Tuesday, April 5, 2011

The Focus of a Father (sometimes needs improvement)

The night before a business trip I was at a hardware store buying a toilet flapper. I had procrastinated on this simple task and was looking for some way to make it up. No one in my family even mentioned that it needed to be done, I was just thinking about it at the time and on some level wanted to just do “something” for them before I left.

I notice that on sale are kits that come with clay pots, soil, and strawberry seeds. I thought about how my daughter had taken an interest in growing plants. One of her baby sitters planted a seed for her in their garden and my three year old keeps a watchful eye on it. She still asks about it weeks later and wants to go see it. Unfortunately, she also thinks that burying rocks our own front yard will produce the same result. I figure that it is time to try a simple project in patience and responsibility in a way that while less creative, is also less futile.

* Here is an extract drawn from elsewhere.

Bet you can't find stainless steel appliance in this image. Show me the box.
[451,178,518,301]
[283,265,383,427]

I think about how it would be fun to let her do the work as I follow the instructions. I could tell her that when I am on the road I will call every night to remind her to water them, and that she will be the first to eat one when they grow. Deciding this was a good idea I get in line and purchase both the flapper and the strawberry kit. I forgot the water filter for the refrigerator that I was also there to pick up.

I get home and tell my daughter about the project. She is exited and tells Mom about it even though she was in the room and had already heard the entire plan. By the time I put in the flapper, fold some laundry and finish packing I begin to think about work and the trip. I run through a checklist of preparedness for the first day that I had already thought through a dozen times, have done hundreds of times before, and had under control.

Next morning I sit on the airplane and realize that I got distracted and did not help her plant those strawberry seeds. I know she will be fine, but for a child the importance of that sort of thing is relative to real adult problems and its importance should not be underestimated. This puts me in a contemplative state as there is nothing I can about it do now, not even send her a text to apologize.

The coping mechanism I have developed to deal with missing my family when I leave for work is simple. Doing the best job I can is the best way to provide for them and to say thank you for the support that all of my girls give me in my career. If I cannot be at home at the end of every day, then whatever I do has to count for something.

But sometimes, they just want me to focus on being there with them. Even when that means just watching strawberries grow. After considering these thoughts while ignoring the safety demonstration the flight attendants wisely give us, I move on. Instead of paying some attention to the clouds as we fly over them, I play angry birds on the cell phone.